Well, we all know they killed folk in their thousands. But even with the constant health warnings, people went on smoking — until the advent of vaping which has got rid of the harmful carcinogenic elements of cigarettes but replaced them with who knows what. Medical evidence on the benefits and possible harm of vaping is mixed and, because it’s relatively new, necessarily sketchy.

But this is not just about the health of vapers. It’s about me. I don’t want to share the fumes breathed out by vapers in public places. I stood near one at a football match recently and was enveloped in a sweet-smelling noxious cloud every few minutes.

Vaping, I conclude, is every bit as anti-social as cigarette smoking. And I’m not convinced by the figures that claim it helps smokers give up the weed.
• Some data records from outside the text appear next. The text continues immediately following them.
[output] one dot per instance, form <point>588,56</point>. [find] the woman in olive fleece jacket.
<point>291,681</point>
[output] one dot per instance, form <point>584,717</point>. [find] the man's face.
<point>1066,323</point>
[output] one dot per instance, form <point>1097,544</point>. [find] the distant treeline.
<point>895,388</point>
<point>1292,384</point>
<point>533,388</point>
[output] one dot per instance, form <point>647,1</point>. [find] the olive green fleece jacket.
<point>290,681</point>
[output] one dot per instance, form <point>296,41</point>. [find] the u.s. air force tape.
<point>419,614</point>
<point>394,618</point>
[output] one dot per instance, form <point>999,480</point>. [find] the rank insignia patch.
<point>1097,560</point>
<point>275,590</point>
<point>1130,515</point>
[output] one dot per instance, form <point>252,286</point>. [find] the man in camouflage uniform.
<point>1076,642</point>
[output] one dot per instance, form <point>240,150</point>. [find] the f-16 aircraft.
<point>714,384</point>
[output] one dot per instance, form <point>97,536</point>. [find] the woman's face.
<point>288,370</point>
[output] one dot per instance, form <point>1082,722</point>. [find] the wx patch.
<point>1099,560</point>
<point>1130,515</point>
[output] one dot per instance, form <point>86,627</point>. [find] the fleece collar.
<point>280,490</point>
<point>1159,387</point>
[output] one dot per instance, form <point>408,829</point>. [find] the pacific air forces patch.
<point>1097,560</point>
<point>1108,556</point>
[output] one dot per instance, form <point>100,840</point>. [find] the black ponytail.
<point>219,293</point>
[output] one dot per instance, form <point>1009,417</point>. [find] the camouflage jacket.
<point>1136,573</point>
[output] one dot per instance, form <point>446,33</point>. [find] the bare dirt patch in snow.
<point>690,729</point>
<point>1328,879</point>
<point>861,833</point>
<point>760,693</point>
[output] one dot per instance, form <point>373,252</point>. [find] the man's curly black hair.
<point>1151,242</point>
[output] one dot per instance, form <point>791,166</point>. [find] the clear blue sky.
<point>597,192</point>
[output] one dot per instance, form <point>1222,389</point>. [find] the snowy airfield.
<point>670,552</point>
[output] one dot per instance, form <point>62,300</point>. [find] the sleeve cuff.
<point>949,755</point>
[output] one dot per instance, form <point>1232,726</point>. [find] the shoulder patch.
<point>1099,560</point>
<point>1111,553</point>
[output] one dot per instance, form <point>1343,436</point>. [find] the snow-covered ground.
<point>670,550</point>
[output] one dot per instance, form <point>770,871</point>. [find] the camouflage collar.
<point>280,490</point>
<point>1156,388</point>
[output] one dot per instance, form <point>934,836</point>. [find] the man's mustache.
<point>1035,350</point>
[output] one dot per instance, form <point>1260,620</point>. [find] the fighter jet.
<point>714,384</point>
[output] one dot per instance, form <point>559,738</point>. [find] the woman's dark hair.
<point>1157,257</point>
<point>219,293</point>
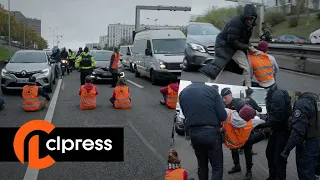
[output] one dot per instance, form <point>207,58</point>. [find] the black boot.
<point>235,169</point>
<point>248,175</point>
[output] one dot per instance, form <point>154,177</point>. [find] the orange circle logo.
<point>33,145</point>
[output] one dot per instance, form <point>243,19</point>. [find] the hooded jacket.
<point>234,36</point>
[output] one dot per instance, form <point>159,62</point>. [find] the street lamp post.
<point>9,26</point>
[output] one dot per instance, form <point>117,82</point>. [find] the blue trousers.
<point>306,157</point>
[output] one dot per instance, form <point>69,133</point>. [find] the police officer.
<point>86,63</point>
<point>305,135</point>
<point>278,112</point>
<point>204,111</point>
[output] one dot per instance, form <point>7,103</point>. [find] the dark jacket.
<point>234,36</point>
<point>202,105</point>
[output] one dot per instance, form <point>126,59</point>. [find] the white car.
<point>315,37</point>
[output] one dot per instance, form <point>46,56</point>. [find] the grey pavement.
<point>147,132</point>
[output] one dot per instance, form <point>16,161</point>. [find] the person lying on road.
<point>121,95</point>
<point>30,95</point>
<point>170,93</point>
<point>88,93</point>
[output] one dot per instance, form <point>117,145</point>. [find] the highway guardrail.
<point>296,57</point>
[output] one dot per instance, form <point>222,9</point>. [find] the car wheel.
<point>153,78</point>
<point>5,91</point>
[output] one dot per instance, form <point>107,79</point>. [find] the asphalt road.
<point>286,80</point>
<point>147,128</point>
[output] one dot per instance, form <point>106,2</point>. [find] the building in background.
<point>103,41</point>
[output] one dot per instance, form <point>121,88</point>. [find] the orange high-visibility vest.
<point>235,138</point>
<point>172,98</point>
<point>30,95</point>
<point>115,61</point>
<point>262,67</point>
<point>122,98</point>
<point>88,98</point>
<point>176,174</point>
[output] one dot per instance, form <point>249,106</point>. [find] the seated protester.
<point>121,95</point>
<point>30,94</point>
<point>170,93</point>
<point>174,170</point>
<point>88,93</point>
<point>238,127</point>
<point>1,103</point>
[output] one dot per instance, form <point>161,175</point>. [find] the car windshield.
<point>29,57</point>
<point>102,55</point>
<point>259,95</point>
<point>202,29</point>
<point>169,46</point>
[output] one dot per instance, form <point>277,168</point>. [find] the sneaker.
<point>235,169</point>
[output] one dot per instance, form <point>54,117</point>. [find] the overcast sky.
<point>82,21</point>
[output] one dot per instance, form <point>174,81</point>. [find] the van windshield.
<point>169,46</point>
<point>202,29</point>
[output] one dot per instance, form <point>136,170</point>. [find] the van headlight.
<point>197,47</point>
<point>162,65</point>
<point>45,71</point>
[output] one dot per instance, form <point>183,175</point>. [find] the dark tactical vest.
<point>86,61</point>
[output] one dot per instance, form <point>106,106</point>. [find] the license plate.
<point>22,80</point>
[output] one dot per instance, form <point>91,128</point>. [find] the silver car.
<point>26,63</point>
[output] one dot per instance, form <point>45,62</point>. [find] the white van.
<point>158,53</point>
<point>315,37</point>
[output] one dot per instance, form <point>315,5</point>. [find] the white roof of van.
<point>161,34</point>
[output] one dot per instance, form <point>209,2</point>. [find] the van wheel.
<point>154,80</point>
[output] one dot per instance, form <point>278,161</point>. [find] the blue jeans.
<point>306,157</point>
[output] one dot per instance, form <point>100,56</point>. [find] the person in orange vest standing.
<point>174,170</point>
<point>113,67</point>
<point>264,66</point>
<point>88,93</point>
<point>238,127</point>
<point>170,93</point>
<point>30,95</point>
<point>121,95</point>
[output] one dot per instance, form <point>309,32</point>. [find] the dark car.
<point>102,57</point>
<point>200,45</point>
It’s merely replacing one drug with the same drug in a different form. As an intolerant, smug ex-smoker — I gave up 50 years ago — I say to smokers and vapers, just go cold turkey and quit. It’s the only way. I don’t want to be unwittingly included in your struggle.

TOO MUCH

TWO million, just so Princess Eugenie and her intended can ride through the streets of Windsor in a carriage after their nuptials. Sorry, I’m not anti-royal, but it’s an indulgence too far.

They say royal weddings bring millions into the economy. To Windsor and London, yes. But not Cumbria. Yet we, as taxpayers, have to fork out for the security too, so a lesser royal can have her day.